Why Building Community Matters
Brittany from the The Nested Nomad blog wrote an excellent article for Relevant Magazine about the difficulty of building community during her current stage of life. Any of us who have been on that chapter of our stories; newly married, becoming parents, working at building a career, perhaps relocating, can identify with this well thought out article. She offers some excellent tips for her readers to consider.
I couldn’t help but want to expand on that as to why building community as you begin your family really matters so much to me.
Let me offer a little perspective. I am from a big family and married into a big family. Many of my friends were/are from high school and college, with some from childhood. I have a big and easily accessible community at the ready. It never occurred to me that I would have to actually try to build my own or that the gift given to me was to be built for others. Then I moved away. Sure, I had some friends where I moved to, I was thirty or so and newly married and about to have a baby. But building community had never been my job. I was plopped in the midst of community so my phone rang all of the time. People would visit from out of town and, if anything, it was difficult for me to have time to myself, so I would focus on building in time to myself. I never pursued a community where we lived. I had friends at work, but I never fully connected to a church or mom group and by now my daughter was born. I wasn’t miserable per se, but I could have used a community. Brittany reminds us, “Jesus calls us to be generous with our time,” and that doesn’t mean just with family. “If you welcome only your friends, what is remarkable in that?” Mt 5:47. But I was lazy, and that is what matters.

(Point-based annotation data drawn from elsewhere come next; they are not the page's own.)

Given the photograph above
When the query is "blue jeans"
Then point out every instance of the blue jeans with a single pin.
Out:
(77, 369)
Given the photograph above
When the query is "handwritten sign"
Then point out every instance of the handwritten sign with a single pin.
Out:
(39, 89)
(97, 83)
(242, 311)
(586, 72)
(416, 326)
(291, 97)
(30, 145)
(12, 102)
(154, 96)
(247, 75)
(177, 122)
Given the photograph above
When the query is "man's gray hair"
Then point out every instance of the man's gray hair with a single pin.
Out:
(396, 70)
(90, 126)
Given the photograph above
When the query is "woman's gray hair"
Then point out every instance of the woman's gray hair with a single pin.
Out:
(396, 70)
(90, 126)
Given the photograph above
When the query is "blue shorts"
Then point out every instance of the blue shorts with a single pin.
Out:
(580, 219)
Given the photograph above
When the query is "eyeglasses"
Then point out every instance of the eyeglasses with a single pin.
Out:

Then we moved back to my hometown and my happy little comfort zone.
As my kids multiplied and grew we moved again, just to a suburb close by. But it is a place of mini-communities. We established at our parish (which remained in the city) and started to really engage there. I sent the kids to pre-school where I visited an office run by the diocese and where I made a couple of wonderful friends. Through conversations about faith, God and life, I began to accept I was being called to something more. Through a friend I became more a part of the school community, I built many friendships and during times of joy or crisis, we have sustained one another. The thing with all of these little opportunities of community is that is opens up my eyes to where God is working in my life. God is working everywhere and in so many people. But it offers more than that because with God, there is always more. It is a witness to my children. That, I am finding, is the real gift.
My daughter’s graduation party was a mix of those people. People who were at her baby shower, at her baptism, first communion and at her birthdays. People who prayed for her in the early, terrifying days of her life, and who continue to pray for her as she embarks on the next part of her journey. People who watched her grow and assisted in her faith life. This is the gift of a community. She senses the something bigger…something beyond her aspect of this through this love.
Our babes cannot be embraced just by us, (though I am a selfish beast by nature and wish they could) and all relationships should not be superficial, “serve me now” relationships. Building community means building relationships. It is a primer for our children who witness what that means. It can be difficult to manage when children don’t get along or when one part of the community is being neglected. But it all matters as they learn to navigate their own futures. It also matters in the context of society as they start to understand their place in it.
Brittany is ahead of the pack with her understanding of not being able to do it on her own. When she mentions a trip to Target, I think of my best friend and I stealing time for groceries and couponing. Some of our favorite memories. This same friend sustains me…and always has. What a gift to look back so many years and see the same beautiful hearts shining out of the same beautiful faces.